Ah, Tangled. Such an apt name for a film that is at once beautiful, evocative and cynically money-minded. The naked consumerism utterly comfortable in the art at display. In short, a typical masala film.
As you ease into the comfort of your cinema seats, Steamboat Willie (one of the first Mickey appearances, and likely the most famous Disney film) starts to take form in front of you. As you marvel at the simplicity and beauty of that little vignette, a logo appears: Disney's 50th animated film. It's a glorious thing - Disney has long been the arbiter of beautifully-animated films, full of colour, song and joy. The non-Pixar quality has varied, but after last year's
Princess And The Frog, the direction was right, and the purpose true.
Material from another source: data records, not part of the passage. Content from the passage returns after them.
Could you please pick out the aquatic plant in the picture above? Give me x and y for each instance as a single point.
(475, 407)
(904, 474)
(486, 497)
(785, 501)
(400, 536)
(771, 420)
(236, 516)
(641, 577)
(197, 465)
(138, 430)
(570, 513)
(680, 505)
Tangled benefits from Disney's earnest attempt to do right - to steal back some of the thunder that Dreamworks, Pixar, and new upstarts like Universal have stole from the house that The Mouse built. Unfortunately, the reality of this directional shift is also apparent - make a cute flick with easily marketable characters and merchandise-able looks, with the stakes never so high that the twee audience feels any real sense of danger.
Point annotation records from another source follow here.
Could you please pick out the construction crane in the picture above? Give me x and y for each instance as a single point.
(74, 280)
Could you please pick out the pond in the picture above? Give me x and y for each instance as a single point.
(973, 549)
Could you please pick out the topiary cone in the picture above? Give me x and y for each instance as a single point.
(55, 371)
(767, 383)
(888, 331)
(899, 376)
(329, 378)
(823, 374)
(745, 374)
The film skirts a lot with real situations as a fairy tale being told in 2011 must do - but there's never any real sense of danger. Just as the lovable rogue (Zachary Levi) tries to convince a credulous Rapunzel (Mandy Moore) of the dangers of the world in a bar full of warm-hearted goons, the movie tries to create moments, but with a safety net that keeps us from being at the edge of our seats.
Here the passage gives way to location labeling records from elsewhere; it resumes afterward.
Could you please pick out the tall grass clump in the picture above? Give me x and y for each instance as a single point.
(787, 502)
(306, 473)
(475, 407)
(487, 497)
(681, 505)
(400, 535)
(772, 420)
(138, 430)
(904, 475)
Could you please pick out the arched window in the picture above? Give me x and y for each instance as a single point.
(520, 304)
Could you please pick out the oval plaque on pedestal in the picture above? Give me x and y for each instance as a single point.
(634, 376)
And just like the Hook Hand Thug (played by TV's Brad Garrett), a goon who really wants to be a concert pianist, the film is cute but too familiar to anyone who has seen any animated film in the past 20 years.
Despite the commerce dictating a safe tone and a plethora of cutesy characters who never really amount to much, the film is lovely to behold, and due to some stellar art direction, uniformly gorgeous. The story of a princess stolen by the evil Mother Gothel (Donna Murphy) and never let out of a tower for fear of discovery might have been given extra adventure by including Zach Levi's Flynn Rider, but the story quintessentially remains Rapunzel's.
This, ultimately, is the film's biggest strength. Despite an excellently-animated cast of a horse and chameleon companions, and the man-of-action Flynn, this is resolutely the story of a girl who takes her own decisions and then tries to change her life as best she knows. Even the realisation of the deceit that Gothel has been inflicting on her is hers alone.
Speaking of Gothel, Donna Murphy is simply fabulous as the witch with a plan, and her solo song extolling her knowledge of the world stuns in its voice work. Brilliant stuff. While the rest of the cast is adequate, the painting like soft hues and colours mixed with a clean Saturday morning vibe for the character art makes the film glorious to behold. Disney, as always, has cracked what it is to make a 3D film look timeless.
By the 3D, of course, I mean the three-dimensional tech used to make the film, and not the 3D rendered on to your glasses, which is junk. Watch it in a regular cinema, and watch it with as many kids as you can muster that are important to you. They will love every minute of it, and it might thaw your cynical little heart after a while too.